From: Sumit Gemini [mailto:sumitgem...@users.sf.net]
Sent: Friday, February 17, 2017 4:51 PM
To: Ticket 122
Subject: [tipc:bugs] #122 TIPC link down

________________________________

[bugs:#122]<https://sourceforge.net/p/tipc/bugs/122/> TIPC link down

Status: open
Group:
Labels: tipc rcu_bh_state
Created: Fri Feb 17, 2017 08:50 AM UTC by Sumit Gemini
Last Updated: Fri Feb 17, 2017 08:50 AM UTC
Owner: Erik Hugne

Hi All,

I have HA pair, and i observed tipc link lost event was not received by standby 
machine. I got this problem

on ACTIVE machine :

Jan 6 16:45:00 ffm-sbc-2b kernel: [3341017.308014] TIPC: Resetting link 
<1.1.2:bond0-1.1.1:bond0>, peer not responding
Jan 6 16:45:00 ffm-sbc-2b kernel: [3341017.308021] TIPC: Lost link 
<1.1.2:bond0-1.1.1:bond0> on network plane A
Jan 6 16:45:00 ffm-sbc-2b kernel: [3341017.308026] TIPC: Lost contact with 
<1.1.1>
Jan 6 16:45:01 ffm-sbc-2b osaffmd[4898]: NO Node Down event for node id 2010f:
Jan 6 16:45:01 ffm-sbc-2b osaffmd[4898]: NO Done Locking applications on node 
id:2010f ret val:0
Jan 6 16:45:01 ffm-sbc-2b osafclmd[4963]: NO Node 131343 went down.
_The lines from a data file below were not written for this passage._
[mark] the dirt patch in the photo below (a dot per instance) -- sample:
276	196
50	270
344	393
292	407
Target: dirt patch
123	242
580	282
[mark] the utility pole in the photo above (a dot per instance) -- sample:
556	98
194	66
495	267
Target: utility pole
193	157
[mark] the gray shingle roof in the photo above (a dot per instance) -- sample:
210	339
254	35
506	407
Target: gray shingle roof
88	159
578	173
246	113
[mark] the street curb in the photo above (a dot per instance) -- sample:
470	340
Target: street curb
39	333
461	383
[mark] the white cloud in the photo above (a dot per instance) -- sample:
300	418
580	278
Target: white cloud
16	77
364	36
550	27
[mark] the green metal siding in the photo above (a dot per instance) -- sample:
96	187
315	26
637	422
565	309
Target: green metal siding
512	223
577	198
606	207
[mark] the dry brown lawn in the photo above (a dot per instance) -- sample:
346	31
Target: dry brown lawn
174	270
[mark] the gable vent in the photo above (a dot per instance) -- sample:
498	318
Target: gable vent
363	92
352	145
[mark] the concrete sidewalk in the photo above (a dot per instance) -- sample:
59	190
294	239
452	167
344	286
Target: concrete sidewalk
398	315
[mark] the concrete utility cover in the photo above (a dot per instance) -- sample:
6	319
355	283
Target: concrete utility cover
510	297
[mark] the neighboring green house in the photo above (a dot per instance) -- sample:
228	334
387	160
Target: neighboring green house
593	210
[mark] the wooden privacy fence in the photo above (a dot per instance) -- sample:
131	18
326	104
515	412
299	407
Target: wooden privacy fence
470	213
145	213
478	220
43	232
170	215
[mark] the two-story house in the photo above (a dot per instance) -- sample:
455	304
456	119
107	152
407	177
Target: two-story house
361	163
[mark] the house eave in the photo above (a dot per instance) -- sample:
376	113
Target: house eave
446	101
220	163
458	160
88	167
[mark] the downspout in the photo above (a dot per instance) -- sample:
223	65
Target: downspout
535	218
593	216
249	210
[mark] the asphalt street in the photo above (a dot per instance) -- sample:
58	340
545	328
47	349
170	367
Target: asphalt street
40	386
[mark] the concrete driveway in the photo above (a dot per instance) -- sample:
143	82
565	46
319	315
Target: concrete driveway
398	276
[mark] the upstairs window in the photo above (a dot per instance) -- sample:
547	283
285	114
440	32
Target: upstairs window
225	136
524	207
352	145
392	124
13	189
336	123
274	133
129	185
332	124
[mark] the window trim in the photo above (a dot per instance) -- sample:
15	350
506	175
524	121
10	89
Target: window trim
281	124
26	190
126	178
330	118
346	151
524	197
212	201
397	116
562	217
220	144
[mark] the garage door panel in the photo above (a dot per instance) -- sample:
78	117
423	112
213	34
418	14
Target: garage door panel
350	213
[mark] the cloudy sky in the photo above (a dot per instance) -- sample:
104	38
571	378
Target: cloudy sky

Not sending 
track callback for agents on that node
Jan 6 16:45:01 ffm-sbc-2b osafclmd: Last message 'NO Node 131343 went ' 
repeated 5 times, suppressed by syslog-ng on ffm-sbc-2b.mydomain.com
Jan 6 16:45:01 ffm-sbc-2b osaffmd[4898]: NO Current role: ACTIVE
Jan 6 16:45:01 ffm-sbc-2b osaffmd[4898]: Rebooting OpenSAF NodeId = 131343 EE 
Name = , Reason: Received Node Down for peer controller, OwnNodeId = 131599, 
SupervisionTime = 60
Jan 6 16:45:01 ffm-sbc-2b osafamfd[4986]: NO Node 'SC-1' left the cluster
Jan 6 16:45:01 ffm-sbc-2b osafimmd[4910]: WA IMMD lost contact with peer IMMD 
(NCSMDS_RED_DOWN)
Jan 6 16:45:01 ffm-sbc-2b osafimmnd[4922]: NO Global discard node received for 
nodeId:2010f pid:5047
Jan 6 16:45:01 ffm-sbc-2b osafimmnd[4922]: NO Implementer disconnected 121 <0, 
2010f(down)> (MsgQueueService131343)
Jan 6 16:45:01 ffm-sbc-2b osafimmnd[4922]: NO Implementer disconnected 120 <0, 
2010f(down)> (@safAmfService2010f)
Jan 6 16:45:01 ffm-sbc-2b osafimmnd[4922]: NO Implementer connected: 122 
(MsgQueueService131343) <592, 2020f>
Jan 6 16:45:01 ffm-sbc-2b osafimmnd[4922]: NO Implementer locally disconnected. 
Marking it as doomed 122 <592, 2020f> (MsgQueueService131343)
Jan 6 16:45:01 ffm-sbc-2b osafimmnd[4922]: NO Implementer disconnected 122 
<592, 2020f> (MsgQueueService131343)
Jan 6 16:45:01 ffm-sbc-2b opensaf_reboot: No lock is in progress going to 
process further...

On standby machine :

I observed rcu_bh_state, and kernel stack dumo when TIPC lost link was occured 
on ACTIVE machine and after 6 sec we got link lost message on standby machine.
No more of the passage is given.